# Banging on new hot water baseboard system



## plumbthis (Sep 12, 2013)

I have a customer ( an apartment complex ) who had major upgrades done , and one of the buildings is making a loud banging noise when the heat is on . I have checked everything possible and I'm down to the boiler being installed backwards ( supply and return crossed in the boiler room ) it is a mono-flow system with Danfoss non electric zone valves , can this be a logical cause ? I'm not familiar with these valves and we are getting ready to reverse the lines next week , figured I would put this out there to see what the cyber- plumbing world has to say , thanks btw , first post , I'm brandy spanking new here


----------



## rjbphd (Feb 5, 2010)

plumbthis said:


> I have a customer ( an apartment complex ) who had major upgrades done , and one of the buildings is making a loud banging noise when the heat is on . I have checked everything possible and I'm down to the boiler being installed backwards ( supply and return crossed in the boiler room ) it is a mono-flow system with Danfoss non electric zone valves , can this be a logical cause ? I'm not familiar with these valves and we are getting ready to reverse the lines next week , figured I would put this out there to see what the cyber- plumbing world has to say , thanks btw , first post , I'm brandy spanking new here


I know, I know!! Sorry can't help ya.... post a proper intro..


----------



## plbgbiz (Aug 27, 2010)

PZ is a site for those already in the plumbing trade. You are welcome to view the site and use the information available to you. Please refrain from posting until you have established that you are active in the trade. 

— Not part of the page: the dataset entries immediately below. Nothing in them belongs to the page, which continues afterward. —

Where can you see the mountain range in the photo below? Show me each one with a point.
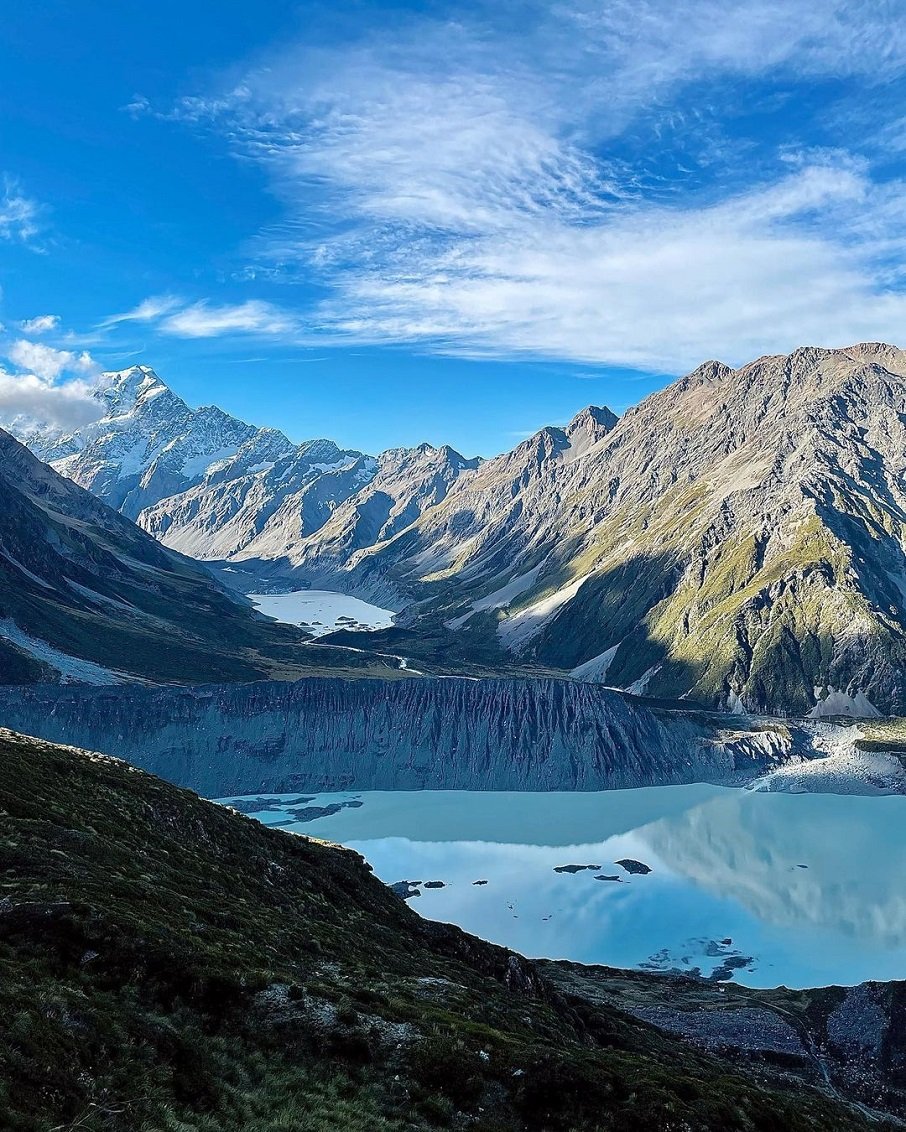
(215, 488)
(736, 539)
(88, 597)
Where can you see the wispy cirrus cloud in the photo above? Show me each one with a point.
(478, 186)
(41, 324)
(205, 320)
(19, 214)
(177, 317)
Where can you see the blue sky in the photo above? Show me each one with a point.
(433, 221)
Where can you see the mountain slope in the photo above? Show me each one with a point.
(87, 595)
(738, 537)
(165, 963)
(215, 488)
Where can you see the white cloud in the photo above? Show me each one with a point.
(46, 362)
(148, 310)
(182, 319)
(42, 324)
(27, 397)
(202, 320)
(462, 186)
(19, 215)
(50, 387)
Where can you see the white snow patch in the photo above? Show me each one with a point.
(839, 703)
(595, 670)
(203, 462)
(501, 598)
(521, 627)
(71, 669)
(335, 466)
(322, 611)
(638, 687)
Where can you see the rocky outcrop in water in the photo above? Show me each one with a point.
(324, 734)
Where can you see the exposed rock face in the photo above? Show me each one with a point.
(215, 488)
(87, 595)
(738, 537)
(439, 734)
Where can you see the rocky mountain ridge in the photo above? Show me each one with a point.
(215, 488)
(738, 537)
(88, 597)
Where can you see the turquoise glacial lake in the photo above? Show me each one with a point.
(761, 888)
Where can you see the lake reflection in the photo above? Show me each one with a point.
(803, 890)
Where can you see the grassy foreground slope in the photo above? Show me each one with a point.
(168, 965)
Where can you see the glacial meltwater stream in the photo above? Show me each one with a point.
(768, 889)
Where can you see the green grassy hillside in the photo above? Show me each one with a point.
(169, 965)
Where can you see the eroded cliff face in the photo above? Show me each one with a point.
(428, 734)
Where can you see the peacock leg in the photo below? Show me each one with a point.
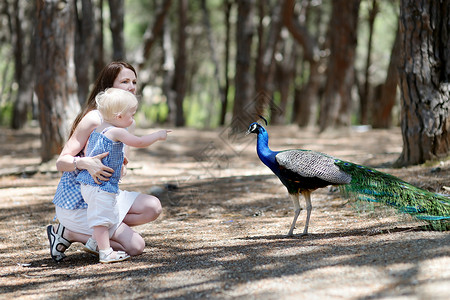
(307, 195)
(295, 199)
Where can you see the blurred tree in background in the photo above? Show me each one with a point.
(316, 63)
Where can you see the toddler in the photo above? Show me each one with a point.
(117, 108)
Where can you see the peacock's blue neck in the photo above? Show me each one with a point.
(266, 155)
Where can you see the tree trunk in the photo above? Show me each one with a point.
(214, 57)
(98, 57)
(384, 100)
(306, 99)
(244, 108)
(265, 65)
(365, 103)
(152, 32)
(180, 64)
(116, 10)
(424, 80)
(55, 75)
(21, 35)
(84, 45)
(224, 107)
(336, 104)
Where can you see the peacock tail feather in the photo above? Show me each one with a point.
(375, 186)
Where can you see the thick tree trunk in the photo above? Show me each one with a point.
(424, 80)
(385, 96)
(336, 104)
(116, 10)
(306, 99)
(365, 103)
(265, 66)
(180, 64)
(84, 43)
(244, 106)
(21, 36)
(55, 74)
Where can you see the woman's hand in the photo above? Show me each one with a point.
(96, 168)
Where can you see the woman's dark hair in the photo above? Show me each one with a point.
(104, 80)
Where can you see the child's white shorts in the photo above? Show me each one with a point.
(76, 219)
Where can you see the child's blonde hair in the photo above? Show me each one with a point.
(113, 102)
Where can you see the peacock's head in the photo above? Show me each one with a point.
(254, 128)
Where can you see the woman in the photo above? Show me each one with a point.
(71, 210)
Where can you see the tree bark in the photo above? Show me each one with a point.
(244, 106)
(21, 35)
(306, 99)
(152, 32)
(84, 45)
(385, 97)
(180, 64)
(336, 104)
(55, 86)
(424, 80)
(116, 10)
(365, 103)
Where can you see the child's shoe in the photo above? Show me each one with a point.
(106, 256)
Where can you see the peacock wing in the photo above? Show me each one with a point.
(312, 164)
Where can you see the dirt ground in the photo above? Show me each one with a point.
(222, 233)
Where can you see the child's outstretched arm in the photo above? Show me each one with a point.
(122, 135)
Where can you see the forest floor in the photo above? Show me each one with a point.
(222, 233)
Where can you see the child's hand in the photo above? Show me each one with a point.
(163, 134)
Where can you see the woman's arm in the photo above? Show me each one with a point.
(122, 135)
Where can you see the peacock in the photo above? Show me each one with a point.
(303, 171)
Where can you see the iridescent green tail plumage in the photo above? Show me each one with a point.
(375, 186)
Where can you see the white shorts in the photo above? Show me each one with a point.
(76, 219)
(102, 206)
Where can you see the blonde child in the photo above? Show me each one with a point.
(117, 108)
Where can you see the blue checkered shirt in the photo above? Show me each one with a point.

Start here>>> http://www.plumbingzone.com/f3/ 


Thanks.


----------



## plumbthis (Sep 12, 2013)

plumbthis said:


> I have a customer ( an apartment complex ) who had major upgrades done , and one of the buildings is making a loud banging noise when the heat is on . I have checked everything possible and I'm down to the boiler being installed backwards ( supply and return crossed in the boiler room ) it is a mono-flow system with Danfoss non electric zone valves , can this be a logical cause ? I'm not familiar with these valves and we are getting ready to reverse the lines next week , figured I would put this out there to see what the cyber- plumbing world has to say , thanks btw , first post , I'm brandy spanking new here


 Good morning , I posted this a few days ago without following the rules since that day I have corrected the error of my ways , I apologize for this bad start ! ( I guess I don't read directions very well ) anyway does anyone have any Ideas , the system is a hydrotherm kn-4 with taco 1 hp circulator pumps and danfoss non electric zone valves , there are 12 buildings and this one banging is the smallest like I said I checked the obvious , is it possible the pumps are to oversized ? I'm going today to check each unit to determine if all 12 zone valves are installed in the right direction , thanks any ideas would be appreciated


----------



## rjbphd (Feb 5, 2010)

I'll be nice for once... what size, btu boiler is this, what size pipe,coming out, going in?? Pump on supply or return?? Got any pictures??


----------



## wyrickmech (Mar 16, 2013)

plumbthis said:


> Good morning , I posted this a few days ago without following the rules since that day I have corrected the error of my ways , I apologize for this bad start ! ( I guess I don't read directions very well ) anyway does anyone have any Ideas , the system is a hydrotherm kn-4 with taco 1 hp circulator pumps and danfoss non electric zone valves , there are 12 buildings and this one banging is the smallest like I said I checked the obvious , is it possible the pumps are to oversized ? I'm going today to check each unit to determine if all 12 zone valves are installed in the right direction , thanks any ideas would be appreciated


 you may find that the flow is going backwards causing the danfoss valve to slam making a hammering effect. I had a school where the supply and return had been reversed above a hard ceiling. We had one area that hammered that was the problem. If this is the problem when correcting the problem take the control valve apart and check that the rubber seat is still intact or still there.


----------



## plumbthis (Sep 12, 2013)

We ended up shutting down the building and repiping the supply and return with the flow going the opposite direction ( obviously the way it was on the original boiler ) and silence , 1 out of the 12 apartments the heat never shuts off so we are changeing that zone vale today , like Wyrickmech suggested to check all the slamming probably ripped off or damaged the danfoss rubber seat washer , thanks


----------